Les négociations commerciales ont encore une fois marqué le Salon de l’agriculture, dans un contexte d’inflation inédit. Les annonces du gouvernement se sont succédé, avec pour 2023 une inflation prévue à la hausse sur l’alimentation, mais des cours des matières premières plutôt en baisse, sauf pour le gaz.

« L’ambiance générale sur les marchés 2023, dans un contexte incertain, instable et volatile est plutôt à la baisse», s’est exclamé Philippe Chalmin, président de l’Observatoire de la formation des prix et des marges des produits alimentaires (OFPM), au lendemain de la clôture des relations commerciales, lors d'une conférence de FranceAgriMer au Salon de l’agriculture. Et le lait n’échappera pas à cette tendance selon lui et selon d’autres experts, croisés tout au long du Salon. Importations chinoises, contradictions européennes entre défense de la souveraineté alimentaire ou préservation de l’environnement, crise du gaz et enjeux autour de l’accès à l’ammoniac russe, les facteurs influençant les cours des matières premières sont particulièrement nombreux cette année, sans parler d’éventuels phénomènes climatiques. Côté lait, les experts les plus optimistes au Cniel imaginent un prix du lait conventionnel stable durant 2023, au pire légèrement à la baisse. En lait bio, le moral est clairement dans les chaussettes. Le ministre de l’Agriculture a cependant tenté, sans résultat, de le remonter avec un fond d’urgence de 10 millions d’euros pour les exploitations « en graves difficultés économiques », annoncé le 1er mars.

© FranceAgriMer - Une inflation alimentaire plus tardive en France et plus mesurée qu’ailleurs en Europe.

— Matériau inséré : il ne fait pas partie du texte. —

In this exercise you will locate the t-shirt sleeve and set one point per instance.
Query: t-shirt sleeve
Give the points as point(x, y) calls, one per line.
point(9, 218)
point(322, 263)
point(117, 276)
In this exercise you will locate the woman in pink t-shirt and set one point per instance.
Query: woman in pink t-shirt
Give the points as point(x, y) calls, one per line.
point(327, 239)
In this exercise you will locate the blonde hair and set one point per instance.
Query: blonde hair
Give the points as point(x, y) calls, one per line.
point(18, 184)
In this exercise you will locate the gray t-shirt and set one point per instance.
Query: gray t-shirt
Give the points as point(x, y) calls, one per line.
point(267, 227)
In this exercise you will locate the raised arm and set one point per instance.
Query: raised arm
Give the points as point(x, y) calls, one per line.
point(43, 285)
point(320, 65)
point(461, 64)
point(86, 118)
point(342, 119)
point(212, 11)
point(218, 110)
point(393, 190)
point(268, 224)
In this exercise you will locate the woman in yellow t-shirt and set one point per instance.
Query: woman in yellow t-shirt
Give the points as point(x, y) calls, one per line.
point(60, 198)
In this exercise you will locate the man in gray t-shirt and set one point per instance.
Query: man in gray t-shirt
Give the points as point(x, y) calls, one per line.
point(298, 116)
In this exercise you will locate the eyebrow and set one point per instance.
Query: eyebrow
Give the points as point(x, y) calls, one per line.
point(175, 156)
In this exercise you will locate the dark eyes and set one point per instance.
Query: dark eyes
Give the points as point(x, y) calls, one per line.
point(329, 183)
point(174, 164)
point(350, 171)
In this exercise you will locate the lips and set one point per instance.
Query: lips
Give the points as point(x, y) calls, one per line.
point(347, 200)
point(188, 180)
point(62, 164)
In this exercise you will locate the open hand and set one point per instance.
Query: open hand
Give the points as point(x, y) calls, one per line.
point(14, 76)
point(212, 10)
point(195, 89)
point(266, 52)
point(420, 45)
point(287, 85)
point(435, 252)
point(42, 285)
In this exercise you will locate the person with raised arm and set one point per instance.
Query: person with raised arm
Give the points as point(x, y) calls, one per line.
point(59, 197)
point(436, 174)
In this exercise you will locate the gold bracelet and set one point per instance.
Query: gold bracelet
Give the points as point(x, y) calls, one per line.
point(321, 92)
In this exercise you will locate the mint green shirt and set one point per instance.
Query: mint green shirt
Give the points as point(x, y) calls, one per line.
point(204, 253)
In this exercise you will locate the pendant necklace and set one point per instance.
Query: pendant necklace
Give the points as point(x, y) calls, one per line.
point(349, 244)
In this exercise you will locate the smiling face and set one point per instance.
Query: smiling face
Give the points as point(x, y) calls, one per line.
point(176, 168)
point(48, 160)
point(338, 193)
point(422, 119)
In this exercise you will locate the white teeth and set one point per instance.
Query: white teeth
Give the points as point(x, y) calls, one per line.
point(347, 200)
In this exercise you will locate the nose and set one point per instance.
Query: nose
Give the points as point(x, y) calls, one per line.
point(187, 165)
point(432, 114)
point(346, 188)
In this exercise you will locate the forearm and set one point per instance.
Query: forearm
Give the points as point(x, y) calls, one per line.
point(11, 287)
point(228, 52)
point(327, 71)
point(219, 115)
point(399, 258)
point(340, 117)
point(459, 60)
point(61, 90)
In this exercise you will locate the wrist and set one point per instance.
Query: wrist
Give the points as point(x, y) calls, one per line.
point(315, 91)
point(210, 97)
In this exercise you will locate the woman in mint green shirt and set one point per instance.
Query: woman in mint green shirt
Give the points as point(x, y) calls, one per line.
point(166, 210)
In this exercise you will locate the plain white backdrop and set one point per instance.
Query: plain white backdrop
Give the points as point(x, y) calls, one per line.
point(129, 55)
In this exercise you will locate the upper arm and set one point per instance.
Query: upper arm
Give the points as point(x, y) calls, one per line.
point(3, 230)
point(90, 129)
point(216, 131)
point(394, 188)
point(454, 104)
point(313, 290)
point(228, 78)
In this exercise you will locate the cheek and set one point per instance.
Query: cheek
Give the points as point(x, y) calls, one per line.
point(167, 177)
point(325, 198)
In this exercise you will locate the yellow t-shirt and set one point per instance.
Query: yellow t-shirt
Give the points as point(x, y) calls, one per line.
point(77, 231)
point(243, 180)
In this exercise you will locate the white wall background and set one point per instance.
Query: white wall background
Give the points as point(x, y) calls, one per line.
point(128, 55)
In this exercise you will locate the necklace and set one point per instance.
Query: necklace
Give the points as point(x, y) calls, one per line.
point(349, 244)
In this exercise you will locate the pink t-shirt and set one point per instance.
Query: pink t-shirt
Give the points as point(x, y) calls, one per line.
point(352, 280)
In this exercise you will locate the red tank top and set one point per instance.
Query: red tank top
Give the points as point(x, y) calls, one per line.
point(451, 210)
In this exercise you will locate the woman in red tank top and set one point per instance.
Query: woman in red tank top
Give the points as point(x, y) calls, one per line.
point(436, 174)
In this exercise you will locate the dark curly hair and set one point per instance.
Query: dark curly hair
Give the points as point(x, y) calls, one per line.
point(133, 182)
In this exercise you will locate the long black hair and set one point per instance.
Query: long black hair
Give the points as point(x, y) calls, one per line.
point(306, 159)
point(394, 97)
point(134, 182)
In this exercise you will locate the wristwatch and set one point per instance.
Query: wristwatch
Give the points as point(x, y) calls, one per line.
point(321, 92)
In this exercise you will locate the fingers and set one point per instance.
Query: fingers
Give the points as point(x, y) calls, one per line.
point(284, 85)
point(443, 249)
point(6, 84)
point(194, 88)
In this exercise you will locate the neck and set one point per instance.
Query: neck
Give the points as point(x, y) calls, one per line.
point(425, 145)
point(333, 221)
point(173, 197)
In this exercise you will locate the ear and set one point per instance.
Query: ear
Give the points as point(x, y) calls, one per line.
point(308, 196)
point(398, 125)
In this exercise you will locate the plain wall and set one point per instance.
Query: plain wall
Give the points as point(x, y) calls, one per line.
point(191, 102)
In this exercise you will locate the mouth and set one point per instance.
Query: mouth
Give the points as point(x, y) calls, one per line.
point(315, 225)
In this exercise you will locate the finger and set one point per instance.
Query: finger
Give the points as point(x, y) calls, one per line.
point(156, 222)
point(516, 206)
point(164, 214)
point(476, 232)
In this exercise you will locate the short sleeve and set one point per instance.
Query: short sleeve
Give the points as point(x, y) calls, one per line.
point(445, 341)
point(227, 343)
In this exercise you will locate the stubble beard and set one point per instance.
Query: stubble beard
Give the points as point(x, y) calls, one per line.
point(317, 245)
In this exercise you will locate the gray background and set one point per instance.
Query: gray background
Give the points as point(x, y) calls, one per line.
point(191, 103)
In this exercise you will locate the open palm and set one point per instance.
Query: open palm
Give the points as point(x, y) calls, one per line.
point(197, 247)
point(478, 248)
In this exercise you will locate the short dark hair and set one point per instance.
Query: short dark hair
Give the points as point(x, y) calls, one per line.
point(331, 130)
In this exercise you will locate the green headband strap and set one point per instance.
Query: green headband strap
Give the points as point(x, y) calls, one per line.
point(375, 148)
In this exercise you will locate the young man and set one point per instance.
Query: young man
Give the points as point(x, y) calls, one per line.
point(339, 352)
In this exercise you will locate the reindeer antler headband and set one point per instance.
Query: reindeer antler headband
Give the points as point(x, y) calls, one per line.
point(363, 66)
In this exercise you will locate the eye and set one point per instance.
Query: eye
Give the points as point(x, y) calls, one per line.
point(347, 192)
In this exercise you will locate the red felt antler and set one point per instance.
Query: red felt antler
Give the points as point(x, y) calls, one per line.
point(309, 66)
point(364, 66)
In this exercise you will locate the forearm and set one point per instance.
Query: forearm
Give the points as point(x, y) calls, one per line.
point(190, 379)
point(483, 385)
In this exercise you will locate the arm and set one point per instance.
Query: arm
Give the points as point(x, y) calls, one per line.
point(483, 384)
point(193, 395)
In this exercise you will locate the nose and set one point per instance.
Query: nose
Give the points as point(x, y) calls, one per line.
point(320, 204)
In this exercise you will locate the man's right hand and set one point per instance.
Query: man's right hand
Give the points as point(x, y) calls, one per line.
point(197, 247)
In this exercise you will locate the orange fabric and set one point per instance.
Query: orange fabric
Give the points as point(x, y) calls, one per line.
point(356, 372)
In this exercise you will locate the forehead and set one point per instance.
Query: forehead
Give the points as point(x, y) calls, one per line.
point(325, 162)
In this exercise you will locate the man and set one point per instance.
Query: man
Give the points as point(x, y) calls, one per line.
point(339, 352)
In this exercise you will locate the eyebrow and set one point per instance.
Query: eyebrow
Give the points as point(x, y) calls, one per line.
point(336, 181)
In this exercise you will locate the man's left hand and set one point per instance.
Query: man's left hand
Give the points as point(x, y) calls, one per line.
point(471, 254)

Une crise avérée en lait bio

«Il y a eu déjà 3 % de déconversion en 2022 et on s’attend à 4-5 % en 2023 », affiche Yves Sauvaget, président de la commission bio au Cniel. Il s’inquiète d’une reprise du marché d’ici deux à trois ans avec de nouveau un manque de production du fait de producteurs réorientés vers l’agriculture conventionnelle. « Les politiques enterrent des objectifs qu’ils se sont eux-mêmes fixés », lance-t-il, rappelant les objectifs de la prochaine Pac et les millions d’euros publics versés pour accompagner les conversions. À cela s’ajoute la question de l’inflation. Si elle a débuté du fait de la hausse du coût de l’énergie et de la guerre en Ukraine, elle n’a touché les produits alimentaires que fin 2022. «Aujourd’hui, c’est l’alimentation qui est devenue le contributeur de l’inflation», relevait Pierre Claquin, directeur des Marchés, études et prospectives de FranceAgriMer, lors d’une conférence le 2 mars. « L’inflation n’a jamais été aussi élevée mais nous n’avons pas encore atteint les pics de l’époque des premiers chocs pétroliers», rappelle-t-il. D'après lui, l’inflation en 2022 reste faible en France par rapport aux autres pays d’Europe (+13,1 % en France vs +20,5 % en Allemagne, +17 % aux Pays-Bas, +18 % UE 27), en lien avec un mécanisme bien français : les négociations commerciales.

© FranceAgriMer - Les produits laitiers n’ont pas échappé à l’inflation mais les huiles restent à un niveau record.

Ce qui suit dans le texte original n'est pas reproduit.